In the course of his experiments, de Groot submits complex positions of memorizing pieces to great chess champions. Champions were able to remember an impressive amount of information, far more so than amateurs. Apparently, this experiment supported the theory of eidetic memory. However, after presenting champions with impossible part layouts in real games, the accuracy of their memories was similar to that of amateurs. This shows that the champions had developed an ability to memorize in order to predict rational play compositions rather than being holders of absolute eidetic capacity.
Adriaan de Groot concludes that you are not born a champion, you become one. In other words, we all have the same predisposition and structure of the mind, but to be even more successful, this predisposition must be complemented by a real arsenal of champion which can only be acquired after years of commitment, study, tenacity and passion.

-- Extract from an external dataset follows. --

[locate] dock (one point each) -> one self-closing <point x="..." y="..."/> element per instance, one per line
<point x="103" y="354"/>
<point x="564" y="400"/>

HOW TO GET AN EIDETIC MEMORY

HOW TO GET AN EIDETIC MEMORY?

It would seem that eidetic memory capacity is more about explicit (or declarative) short-term memory. That is, our ability to memorize information that we can reproduce through language over a rather short period of time (between 0.5 seconds and 10 minutes after the information enters the brain). Nonetheless, those who relate eidetic memory to a related form of hypermnesia may also consider that it may as well manifest itself through long-term memory.
But you will understand, the exceptional feats of eidetic memory are generally attributed to advanced memorization techniques rather than to the innate differences that would constitute the brains of a few gifted by nature.
It is therefore possible, by means of memorization methods (mnemonic techniques, associations of ideas, repetition, “sequential” technique for example) to acquire a form of eidetic memory. Everyone is able to develop this “gift” by building their brain through memory exercises adapted to the desired application, to improve their memory. In other words, the practice of brain sports must be done according to the discipline you practice: remember a combination of numbers, faces, courses, tastes and flavors, etc. For each purpose and according to your profile, there are more or less suitable methods to help you achieve your goals.
Besides the regular practice of your cerebral gymnastics, it is also advisable to keep your mind alert in order to frequently get it out of the “automatic pilot” of daily habits:
  • Do activities that stimulate your brain: crossword puzzles, puzzles, sudoku, learning a foreign language or a musical instrument.
  • Banish sources of stress, negative emotions, anxiety, depression, anger and other states of intense tension.
  • Get regular physical activity.
  • Limit what can distract attention during your memorization phases, for example, avoid doing multiple things at once.
  • Drink lots of water and very little alcohol!